業況DIは足踏み、先行き懸念は一層強まる(LOBO調査10月結果)

 日本商工会議所が29日に発表した10月期の商工会議所LOBO(早期景気観測)調査結果によると、全産業合計の業況DIは▲40.5(前月比+0.3ポイント)と、前月(▲40.8)からほぼ横ばいで推移した。業況は、6月以降、持ち直しの動きに陰りが出ていたが、ここにきて停滞感が一層強まっている。特に、円高の長期化が、輸出や受注の減少、親企業の海外移転加速による仕事の減少、コストダウン要請など、企業経営に悪影響を及ぼしている。また、競争激化に伴う低価格での受注や、消費者の節約志向を意識した値下げ競争により、依然として収益確保は難しい状況が続いている。
 先行きについては、▲40.6(前月比▲1.6ポイント)と、3カ月連続でマイナス幅が拡大した。特に、製造業は、受注競争の激化、エコカー補助金終了による自動車生産・販売の落ち込みなどから、大幅に悪化する見通し。加えて、円高の長期化による企業収益の悪化や消費意欲の減退、最低賃金の大幅な引上げなどが懸念材料になっており、年末にかけて、倒産の増加や景気の腰折れが憂慮される。

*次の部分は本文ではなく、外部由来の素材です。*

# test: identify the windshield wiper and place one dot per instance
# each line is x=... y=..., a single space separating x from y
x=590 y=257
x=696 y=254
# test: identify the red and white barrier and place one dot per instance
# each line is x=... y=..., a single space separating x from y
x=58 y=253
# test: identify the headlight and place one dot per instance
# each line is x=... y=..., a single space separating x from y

 項目別にみると、売上面では、全産業合計の売上DIは、▲32.9(前月比+1.2ポイント)と、2カ月ぶりにマイナス幅が縮小した。産業別にみると、製造業とサービス業はマイナス幅が拡大したものの、他の3業種は縮小した。
 採算面では、全産業合計の採算DIは、▲37.5(前月比▲1.1ポイント)と、2カ月連続でマイナス幅が拡大した。産業別にみると、卸売業はマイナス幅が縮小、製造業、小売業はほぼ横ばいとなったものの、他の2業種は拡大した。

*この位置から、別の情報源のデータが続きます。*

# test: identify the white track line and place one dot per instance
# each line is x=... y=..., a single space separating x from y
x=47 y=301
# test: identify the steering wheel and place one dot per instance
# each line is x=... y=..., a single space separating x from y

 資金繰り面では、全産業合計の資金繰りDIは、▲27.8となり、マイナス幅は2カ月連続で拡大した。産業別にみると、卸売業はマイナス幅が縮小、建設業はほぼ横ばいとなったものの、他の3業種は拡大した。
 仕入価格面では、全産業合計の仕入単価DIは、▲17.6と、ほぼ横ばいで推移した。産業別にみると、製造業、卸売業、小売業はマイナス幅が縮小したものの、建設業はほぼ横ばい、サービス業は拡大した。
 従業員面では、全産業合計の従業員DIは、▲11.6と、ほぼ横ばいで推移した。産業別にみると、建設業、卸売業、小売業は過剰感が弱まったものの、他の2業種は過剰感が強まった。